Boris Johnson puts coronavirus strategy on the line to defend embattled adviser

LONDON — British Prime Minister Boris Johnson has risked undermining his entire coronavirus strategy in an apparent attempt to save the career of one man.

Dominic Cummings, the prime minister’s top adviser, has long since been the bête noire of opponents after he masterminded not only Johnson’s election win in December, but also the highly divisive Brexit vote of 2016 that saw the U.K. leave the European Union.

But this weekend Cummings has united both foes and traditional allies in a white-hot fury after it emerged that he apparently brokehis own government’s lockdown restrictions, traveling 264 miles with his family to their second home despite his wife having symptoms of COVID-19.

John Wilson, whose wife died with coronavirus in March, was among the many grieving relatives who said they felt angry having followed the government’s rules — only to learn they had been apparently flouted with impunity by one of its most senior officials.

“On the day she died I could not be with her to hold her hand, I just sat by the telephone. I was not able to see her body,” Wilson said in a letter to his member of Parliament that he posted on Twitter, a note he delayed writing to “let my rage subside so that I can be coherent and civil.”

“Under severe mental and emotional distress I, like the vast majority of the population, have complied with your government’s instructions in order to protect my fellow citizens,” he said.

On Sunday, Johnson resisted growing calls to fire Cummings, saying that his aide had not broken the rules and had “no alternative” but to travel. Cummings, who Johnson said had “acted responsibly, legally and with integrity,” is expected to make a statement later Monday.

According to the government’s official advice, people in Britain “must stay at home if you or someone you live with has symptoms of coronavirus.”

Jenny Harries, England’s deputy chief medical officer, told Sunday’s briefing that the only exception was if “there is an extreme risk to life.”

It has not been reported that any of Cummings’ immediate family was hospitalized. And although Cummings did later fall ill, he was not sick when he traveled.

The incident itself may have been forgotten with a swift apology. However, it’s Johnson’s defense of Cummings, and refusal to answer basic questions about what happened, that has seen this morph into the latest crisis to batter his government during the pandemic.

Britain has reported the second-highest coronavirus death toll in the world, more than 36,000. Meanwhile Johnson has been accused of being slow to introduce lockdown measures, failing to stock protective equipment for health workers, and bungling his testing strategy.

The furor around Cummings shows no signs of going away three days after it was broken Friday by two British newspapers.

Proof of its resonance throughout the country can be heard on radio phone-in shows flooded with calls from angry citizens. And Cummings was verbally accosted while he walked to his front door Sunday.

The Daily Mail, a conservative tabloid, does not often agree with The Guardian’s editorial line in the partisan world of British newspapers. On Monday it ran with the headline: “What planet are they on?” alongside pictures of Johnson and Cummings.

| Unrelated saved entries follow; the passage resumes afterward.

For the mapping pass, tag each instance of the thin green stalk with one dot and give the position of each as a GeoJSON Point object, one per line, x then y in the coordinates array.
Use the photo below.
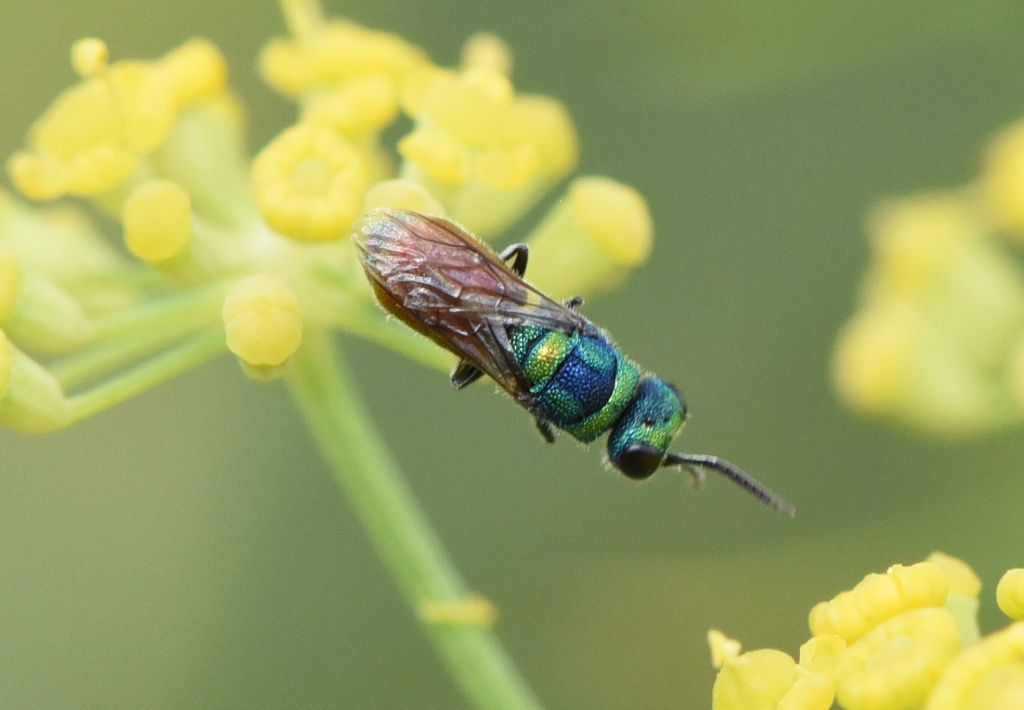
{"type": "Point", "coordinates": [163, 367]}
{"type": "Point", "coordinates": [138, 332]}
{"type": "Point", "coordinates": [365, 470]}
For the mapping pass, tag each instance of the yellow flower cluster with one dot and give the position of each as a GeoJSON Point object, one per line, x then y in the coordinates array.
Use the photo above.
{"type": "Point", "coordinates": [901, 640]}
{"type": "Point", "coordinates": [230, 254]}
{"type": "Point", "coordinates": [938, 342]}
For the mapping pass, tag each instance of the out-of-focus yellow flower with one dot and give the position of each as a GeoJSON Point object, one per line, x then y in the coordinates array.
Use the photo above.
{"type": "Point", "coordinates": [602, 227]}
{"type": "Point", "coordinates": [1010, 594]}
{"type": "Point", "coordinates": [159, 145]}
{"type": "Point", "coordinates": [1003, 179]}
{"type": "Point", "coordinates": [326, 54]}
{"type": "Point", "coordinates": [94, 136]}
{"type": "Point", "coordinates": [878, 598]}
{"type": "Point", "coordinates": [484, 152]}
{"type": "Point", "coordinates": [770, 679]}
{"type": "Point", "coordinates": [895, 664]}
{"type": "Point", "coordinates": [310, 183]}
{"type": "Point", "coordinates": [905, 649]}
{"type": "Point", "coordinates": [965, 587]}
{"type": "Point", "coordinates": [988, 675]}
{"type": "Point", "coordinates": [88, 56]}
{"type": "Point", "coordinates": [403, 195]}
{"type": "Point", "coordinates": [158, 220]}
{"type": "Point", "coordinates": [263, 321]}
{"type": "Point", "coordinates": [942, 308]}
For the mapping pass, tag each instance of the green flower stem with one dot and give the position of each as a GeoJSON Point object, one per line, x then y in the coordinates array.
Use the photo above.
{"type": "Point", "coordinates": [163, 367]}
{"type": "Point", "coordinates": [365, 470]}
{"type": "Point", "coordinates": [138, 332]}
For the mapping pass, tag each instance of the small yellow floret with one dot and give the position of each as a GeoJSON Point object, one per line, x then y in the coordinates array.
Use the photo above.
{"type": "Point", "coordinates": [437, 154]}
{"type": "Point", "coordinates": [1010, 594]}
{"type": "Point", "coordinates": [988, 675]}
{"type": "Point", "coordinates": [879, 597]}
{"type": "Point", "coordinates": [262, 321]}
{"type": "Point", "coordinates": [615, 215]}
{"type": "Point", "coordinates": [592, 240]}
{"type": "Point", "coordinates": [327, 54]}
{"type": "Point", "coordinates": [157, 220]}
{"type": "Point", "coordinates": [195, 72]}
{"type": "Point", "coordinates": [488, 51]}
{"type": "Point", "coordinates": [722, 648]}
{"type": "Point", "coordinates": [963, 580]}
{"type": "Point", "coordinates": [403, 195]}
{"type": "Point", "coordinates": [916, 241]}
{"type": "Point", "coordinates": [356, 109]}
{"type": "Point", "coordinates": [88, 56]}
{"type": "Point", "coordinates": [755, 680]}
{"type": "Point", "coordinates": [474, 611]}
{"type": "Point", "coordinates": [1003, 178]}
{"type": "Point", "coordinates": [10, 279]}
{"type": "Point", "coordinates": [875, 356]}
{"type": "Point", "coordinates": [310, 182]}
{"type": "Point", "coordinates": [895, 665]}
{"type": "Point", "coordinates": [91, 137]}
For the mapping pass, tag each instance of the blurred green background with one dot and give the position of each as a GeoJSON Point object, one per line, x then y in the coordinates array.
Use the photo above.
{"type": "Point", "coordinates": [188, 549]}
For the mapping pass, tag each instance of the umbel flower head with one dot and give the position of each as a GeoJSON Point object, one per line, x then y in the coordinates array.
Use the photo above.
{"type": "Point", "coordinates": [900, 640]}
{"type": "Point", "coordinates": [222, 252]}
{"type": "Point", "coordinates": [938, 342]}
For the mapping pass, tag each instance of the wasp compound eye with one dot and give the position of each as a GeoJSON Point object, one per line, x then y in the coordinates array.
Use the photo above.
{"type": "Point", "coordinates": [639, 461]}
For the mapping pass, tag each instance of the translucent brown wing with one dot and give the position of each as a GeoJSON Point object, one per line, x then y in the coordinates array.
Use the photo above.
{"type": "Point", "coordinates": [454, 289]}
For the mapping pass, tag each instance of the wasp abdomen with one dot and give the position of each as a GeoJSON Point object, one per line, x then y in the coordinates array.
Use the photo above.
{"type": "Point", "coordinates": [581, 383]}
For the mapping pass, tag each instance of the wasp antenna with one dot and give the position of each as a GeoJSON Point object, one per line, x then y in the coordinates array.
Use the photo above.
{"type": "Point", "coordinates": [734, 473]}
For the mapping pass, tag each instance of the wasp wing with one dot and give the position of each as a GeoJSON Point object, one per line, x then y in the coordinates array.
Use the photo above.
{"type": "Point", "coordinates": [454, 289]}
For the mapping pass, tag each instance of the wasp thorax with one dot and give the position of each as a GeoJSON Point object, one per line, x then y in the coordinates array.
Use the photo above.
{"type": "Point", "coordinates": [641, 436]}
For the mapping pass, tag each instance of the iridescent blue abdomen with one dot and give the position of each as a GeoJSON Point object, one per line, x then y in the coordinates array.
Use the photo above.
{"type": "Point", "coordinates": [579, 382]}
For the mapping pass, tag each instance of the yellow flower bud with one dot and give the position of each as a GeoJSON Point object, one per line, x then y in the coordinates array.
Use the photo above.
{"type": "Point", "coordinates": [1003, 179]}
{"type": "Point", "coordinates": [487, 51]}
{"type": "Point", "coordinates": [722, 648]}
{"type": "Point", "coordinates": [895, 665]}
{"type": "Point", "coordinates": [6, 363]}
{"type": "Point", "coordinates": [262, 321]}
{"type": "Point", "coordinates": [88, 56]}
{"type": "Point", "coordinates": [592, 240]}
{"type": "Point", "coordinates": [310, 183]}
{"type": "Point", "coordinates": [327, 54]}
{"type": "Point", "coordinates": [157, 220]}
{"type": "Point", "coordinates": [988, 675]}
{"type": "Point", "coordinates": [358, 108]}
{"type": "Point", "coordinates": [402, 195]}
{"type": "Point", "coordinates": [964, 590]}
{"type": "Point", "coordinates": [437, 154]}
{"type": "Point", "coordinates": [194, 72]}
{"type": "Point", "coordinates": [10, 279]}
{"type": "Point", "coordinates": [1010, 593]}
{"type": "Point", "coordinates": [879, 597]}
{"type": "Point", "coordinates": [875, 355]}
{"type": "Point", "coordinates": [756, 680]}
{"type": "Point", "coordinates": [91, 138]}
{"type": "Point", "coordinates": [962, 578]}
{"type": "Point", "coordinates": [485, 153]}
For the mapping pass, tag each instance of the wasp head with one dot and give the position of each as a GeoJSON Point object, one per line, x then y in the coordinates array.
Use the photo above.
{"type": "Point", "coordinates": [639, 440]}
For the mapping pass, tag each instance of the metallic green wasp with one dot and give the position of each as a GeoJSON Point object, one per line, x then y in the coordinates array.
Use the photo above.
{"type": "Point", "coordinates": [552, 361]}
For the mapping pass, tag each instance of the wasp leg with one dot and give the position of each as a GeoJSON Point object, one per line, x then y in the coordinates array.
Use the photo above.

Johnson speaks at Westminster Abbey in London on May 7.Leon Neal / AFP – Getty Images

At least one senior police chief has said he fears some citizens will see this as a green light to ignore the rules themselves. That could mean an uptick in infections as the U.K. desperately tries to get its ailing economy off life-support.

“It makes it much harder for the police going forward,” Martin Surl, the top police commissioner for the English county of Gloucester, told the BBC on Monday. “This will be quoted back at them time and time again when they try to enforce the new rules.”

More than a dozen of Johnson’s own Conservative Party lawmakers, senior police, health officials, government scientific advisers and senior clergy have condemned Cummings and the prime minister’s defense of him.

“I can say that in a few short minutes tonight, Boris Johnson has trashed all the advice we have given on how to build trust” among the public to fight COVID-19, tweeted Stephen Reicher, a University of St Andrews professor who sits on one of the government’s advisory panels.

That came after a briefing Sunday in which Johnson avoided questions about what actually happened.

At the end of March, Cummings traveled with his wife and child, 4, from London to their second home in Durham, in the north of England.

The family’s defense is that Cummings’ wife was suffering coronavirus symptoms and they wanted to be nearer relatives who could provide childcare in the event both parents were incapacited.

It’s also not clear whether he stopped anywhere along the way — potentially exposing others to infection — nor whether he made another trip while in Durham, as one eyewitness said he did, contravening rules prohibiting non-essential journeys.

“It’s a question of doing the right thing, not what you guys think,” Cummings said as he was doorstepped by photographers Saturday. “You guys are probably all about as right about that as you were about Brexit: Do you remember how right you all were about that?”